Wednesday, June 17, 2015

PyPy and ijson - a guest blog post

This gem was posted in the ijson issue tracker after some discussion on #pypy, and Dav1dde kindly allowed us to repost it here:

"So, I was playing around with parsing huge JSON files (19GiB, testfile is ~520MiB) and wanted to try a sample code with PyPy, turns out, PyPy needed ~1:30-2:00 whereas CPython 2.7 needed ~13 seconds (the pure python implementation on both pythons was equivalent at ~8 minutes).
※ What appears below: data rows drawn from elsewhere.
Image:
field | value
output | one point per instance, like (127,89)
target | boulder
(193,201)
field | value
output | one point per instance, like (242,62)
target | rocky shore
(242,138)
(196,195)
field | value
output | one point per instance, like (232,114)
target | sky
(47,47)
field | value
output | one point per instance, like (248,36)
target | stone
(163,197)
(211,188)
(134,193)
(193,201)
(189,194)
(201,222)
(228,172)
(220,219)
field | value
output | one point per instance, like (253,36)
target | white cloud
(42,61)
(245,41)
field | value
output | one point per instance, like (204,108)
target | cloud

"Apparantly ctypes is really bad performance-wise, especially on PyPy. So I made a quick CFFI mockup: https://gist.github.com/Dav1dde/c509d472085f9374fc1d

Before:

CPython 2.7:
    python -m emfas.server size dumps/echoprint-dump-1.json
    11.89s user 0.36s system 98% cpu 12.390 total 

PYPY:
    python -m emfas.server size dumps/echoprint-dump-1.json
    117.19s user 2.36s system 99% cpu 1:59.95 total


After (CFFI):

CPython 2.7:
     python jsonsize.py ../dumps/echoprint-dump-1.json
     8.63s user 0.28s system 99% cpu 8.945 total 

PyPy:
     python jsonsize.py ../dumps/echoprint-dump-1.json
     4.04s user 0.34s system 99% cpu 4.392 total

"



Dav1dd goes into more detail in the issue itself, but we just want to emphasize a few significant points from this brief interchange:
  • His CFFI implementation is faster than the ctypes one even on CPython 2.7.
  • PyPy + CFFI is faster than CPython even when using C code to do the heavy parsing.
 The PyPy Team

4 comments:

Alendit said...

Maybe it's time to discuss inclusion of CFFI into stdandard library again?

Armin Rigo said...

If CPython decides to include it in its stdlib, I can make sure it is updated as needed. I don't have the energy to discuss its inclusion myself, so if it happens it will be "championed" by someone else. Nowadays, I personally think inclusion has as many drawbacks as advantages, even if CFFI 1.x shouldn't evolve a lot in the foreseeable future after the 1.0 step.

v3ss said...

The problem is converting existing libs to use cffi. Only very few percent of Libs are ready for python3.x and with this trend , not even 1% of libs will be converted to work with CFFI.
That makes PyPy adoption a lot slower.

Is there really no chance of improving ctypes?

Maciej Fijalkowski said...

you would think, but these days vast majority of popular C bindings come with cffi equivalents. In fact cffi is vastly more popular than ctypes ever was.